GROUP-TERM LIFE INSURANCE FAQs
In accordance with the Internal Revenue Code Section 79, the Internal Revenue Service (IRS) considers
employer-provided term life insurance for employees a benefit that is taxable as imputed income.
Imputed income is the addition of the value of fringe benefits to an employee’s taxable wages to
properly withhold income and employment taxes from the wages.
Although group-term life insurance under the State of Georgia Flexible Benefits Program (Flex Program)
is a contributory plan, it is subject to the Section 79 tax rules. There are four separate group-term life
insurance plan options under the Flex plan: Employee Life, Spouse Life, Child Life and Accidental Death
and Dismemberment (AD&D). The imputed income calculation is slightly different depending on the
specific option. For Employee Life insurance, imputed income is the taxable value of group life coverage
over $50,000. For Spouse Life insurance coverage, if the spouse coverage is greater than $50,000,
imputed income must be calculated and included in employee’s taxable wages for amounts that exceed
$50,000. Based on current plan provisions, Child Life insurance coverage and AD&D do not trigger any
imputed income calculations.
1. How is the taxable value of Group-Term Life Insurance (GTL) determined?
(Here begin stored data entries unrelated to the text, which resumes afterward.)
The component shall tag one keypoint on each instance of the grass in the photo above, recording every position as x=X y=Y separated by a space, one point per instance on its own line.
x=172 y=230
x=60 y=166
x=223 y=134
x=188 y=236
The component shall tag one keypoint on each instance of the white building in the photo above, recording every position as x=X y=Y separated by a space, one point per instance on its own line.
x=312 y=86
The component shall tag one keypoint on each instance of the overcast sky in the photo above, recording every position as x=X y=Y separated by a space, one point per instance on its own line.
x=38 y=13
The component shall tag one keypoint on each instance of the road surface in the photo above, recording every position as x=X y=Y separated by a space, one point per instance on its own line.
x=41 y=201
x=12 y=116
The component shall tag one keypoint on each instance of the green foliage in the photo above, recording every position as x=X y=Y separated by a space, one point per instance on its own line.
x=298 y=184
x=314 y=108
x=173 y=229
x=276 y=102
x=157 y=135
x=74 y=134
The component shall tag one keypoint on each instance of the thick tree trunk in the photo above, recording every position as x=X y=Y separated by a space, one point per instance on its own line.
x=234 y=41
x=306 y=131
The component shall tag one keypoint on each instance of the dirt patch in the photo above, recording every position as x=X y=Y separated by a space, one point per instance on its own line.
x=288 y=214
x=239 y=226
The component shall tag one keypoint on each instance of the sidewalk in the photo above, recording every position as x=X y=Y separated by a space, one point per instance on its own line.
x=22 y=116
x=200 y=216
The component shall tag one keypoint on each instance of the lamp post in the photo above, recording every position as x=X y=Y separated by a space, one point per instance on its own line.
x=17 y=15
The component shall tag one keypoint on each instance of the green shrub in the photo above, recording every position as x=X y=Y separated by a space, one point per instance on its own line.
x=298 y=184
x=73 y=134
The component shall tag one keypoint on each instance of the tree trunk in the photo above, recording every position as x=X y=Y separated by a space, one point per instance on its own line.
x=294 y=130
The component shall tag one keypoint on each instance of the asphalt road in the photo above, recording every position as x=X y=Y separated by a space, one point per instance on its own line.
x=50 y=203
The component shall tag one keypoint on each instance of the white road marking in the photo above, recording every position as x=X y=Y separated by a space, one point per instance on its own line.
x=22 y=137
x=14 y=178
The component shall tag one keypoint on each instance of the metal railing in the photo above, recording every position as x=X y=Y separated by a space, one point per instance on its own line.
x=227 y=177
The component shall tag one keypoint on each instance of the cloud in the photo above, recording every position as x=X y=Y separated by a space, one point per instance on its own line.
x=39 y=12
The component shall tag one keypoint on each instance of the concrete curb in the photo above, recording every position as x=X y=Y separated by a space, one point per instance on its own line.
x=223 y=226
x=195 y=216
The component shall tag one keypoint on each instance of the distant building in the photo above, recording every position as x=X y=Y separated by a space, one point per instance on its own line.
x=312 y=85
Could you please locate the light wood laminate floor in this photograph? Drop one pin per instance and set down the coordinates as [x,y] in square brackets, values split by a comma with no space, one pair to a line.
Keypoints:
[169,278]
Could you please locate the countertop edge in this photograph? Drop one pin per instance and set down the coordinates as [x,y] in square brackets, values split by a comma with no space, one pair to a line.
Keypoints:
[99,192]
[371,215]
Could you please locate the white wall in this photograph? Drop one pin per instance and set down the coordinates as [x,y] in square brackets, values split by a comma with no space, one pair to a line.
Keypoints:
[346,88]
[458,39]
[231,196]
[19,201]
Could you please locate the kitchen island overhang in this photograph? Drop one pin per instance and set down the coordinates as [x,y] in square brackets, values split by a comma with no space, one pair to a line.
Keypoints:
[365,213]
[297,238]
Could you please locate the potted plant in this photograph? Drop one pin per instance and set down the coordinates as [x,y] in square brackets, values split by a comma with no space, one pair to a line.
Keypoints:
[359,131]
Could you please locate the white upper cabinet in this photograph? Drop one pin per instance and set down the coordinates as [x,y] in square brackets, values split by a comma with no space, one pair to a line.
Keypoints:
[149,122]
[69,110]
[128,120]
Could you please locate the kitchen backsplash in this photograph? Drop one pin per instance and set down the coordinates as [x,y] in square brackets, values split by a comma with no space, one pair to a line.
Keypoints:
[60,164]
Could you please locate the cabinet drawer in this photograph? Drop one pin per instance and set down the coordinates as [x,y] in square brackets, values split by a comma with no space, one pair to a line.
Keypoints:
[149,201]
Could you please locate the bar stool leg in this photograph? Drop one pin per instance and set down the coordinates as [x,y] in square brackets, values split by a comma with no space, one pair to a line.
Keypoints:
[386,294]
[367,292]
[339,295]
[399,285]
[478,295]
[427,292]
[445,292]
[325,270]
The taxable value of
GTL is determined using the IRS Uniform Premium Cost Table, commonly referred to as Table 2-
2. The table quotes a value per $1000 of coverage based on the employee’s age as of December
31 of the current calendar year. For employee life coverage, the cost or taxable value of
employer-provided group term life insurance that exceeds $50,000, less any amount the
employee pays for coverage in any year with after-tax dollars, must be included in the
employee’s taxable compensation for the year.
2. Does the monthly administrative fee impact the imputed income calculation? Yes. There is a
monthly administrative fee of $.70 that is added to each plan option’s (e.g., Employee Life,
Spouse Life, etc.) rate. The monthly administrative fee is considered part of the amount the
employee pays for monthly coverage and serves to reduce the overall imputed income amount,
if calculated on an after-tax basis.
3. How is imputed income treated for payroll tax purposes? GTL imputed income is subject to
withholding for social security and Medicare taxes (commonly referred to as FICA taxes).
Although federal and state income taxes are not withheld, imputed income is reported as
taxable federal and state income on Form W-2. GTL insurance is not subject to FUTA tax.
4. Where will imputed income appear on my paycheck? For PeopleSoft entities, the Employee
Life and Spouse Life imputed income will appear in the “Hours and Earnings” section of the
employee paycheck. For all other entities, it would depend on the payroll system.